他站起来,走到门口,拉开门。晨风灌进来,带着草木的湿气。他在门口站了一瞬,回头看了一眼床上的蓉姬,然后迈步走出去,轻轻带上了门。
脚步声渐渐远去。踩在泥地上,先是院门吱呀一声,然后是山路上石子被踩动的声音,越来越远,越来越轻,最后消失了。
听到他关门远去的那一刻,蓉姬立刻翻身爬起。

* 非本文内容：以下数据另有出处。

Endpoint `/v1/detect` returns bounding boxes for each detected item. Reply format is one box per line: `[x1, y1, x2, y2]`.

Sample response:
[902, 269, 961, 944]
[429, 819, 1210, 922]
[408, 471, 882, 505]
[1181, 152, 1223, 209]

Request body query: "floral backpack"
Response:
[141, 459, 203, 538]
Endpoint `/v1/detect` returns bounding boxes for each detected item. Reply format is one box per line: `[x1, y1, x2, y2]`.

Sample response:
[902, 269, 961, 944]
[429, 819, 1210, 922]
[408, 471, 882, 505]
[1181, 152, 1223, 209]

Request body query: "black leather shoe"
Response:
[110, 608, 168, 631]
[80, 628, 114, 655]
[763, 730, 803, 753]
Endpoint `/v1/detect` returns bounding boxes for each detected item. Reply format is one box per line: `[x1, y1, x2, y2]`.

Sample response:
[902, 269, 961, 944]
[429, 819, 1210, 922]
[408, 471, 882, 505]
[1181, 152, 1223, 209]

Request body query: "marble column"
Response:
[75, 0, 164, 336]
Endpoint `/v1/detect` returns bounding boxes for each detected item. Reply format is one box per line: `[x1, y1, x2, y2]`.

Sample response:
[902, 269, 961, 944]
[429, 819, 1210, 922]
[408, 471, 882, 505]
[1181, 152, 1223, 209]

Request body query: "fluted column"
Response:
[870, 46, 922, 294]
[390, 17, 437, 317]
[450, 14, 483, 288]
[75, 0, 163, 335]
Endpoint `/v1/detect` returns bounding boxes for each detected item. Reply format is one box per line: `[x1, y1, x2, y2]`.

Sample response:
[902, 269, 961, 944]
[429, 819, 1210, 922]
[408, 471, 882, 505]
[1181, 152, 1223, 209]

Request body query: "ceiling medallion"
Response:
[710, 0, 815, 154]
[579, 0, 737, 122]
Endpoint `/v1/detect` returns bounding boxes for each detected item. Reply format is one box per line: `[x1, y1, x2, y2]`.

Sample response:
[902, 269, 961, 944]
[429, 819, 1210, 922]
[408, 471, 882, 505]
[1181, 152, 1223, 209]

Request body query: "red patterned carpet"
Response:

被子掀开,赤脚踩在地上,三步并作两步走到门口,拉开院门,探头往外看。山路蜿蜒向下,隐没在雾气里,看不见一个人影。
她确定董策已经走了,才连忙转身,往葛盖睡的卧房走。她的步子很快,几乎是小跑。
葛盖还没醒,他被子蹬到一边,一条腿露在外面,光着膀子。他呼吸平稳,酒倒似乎醒了大半。
蓉姬揭开他的被子,拍了拍他的肩:“葛盖!葛盖!起了!”
葛盖努力睁了睁眼,又眯上。他嘟囔了一句:“芙娘……几更了?”
他以为蓉姬是催他起床去赶集,但明明外面天还没亮,窗外的天灰蒙蒙的,连鸡都没叫。
蓉姬在床边坐下:“你起来,我有要紧事同你说。”
葛盖似乎是从未听过她如此严肃的语气。他的眼睛忽然睁开,瞳孔缩了一下,着急地翻身坐起来:“怎的了?”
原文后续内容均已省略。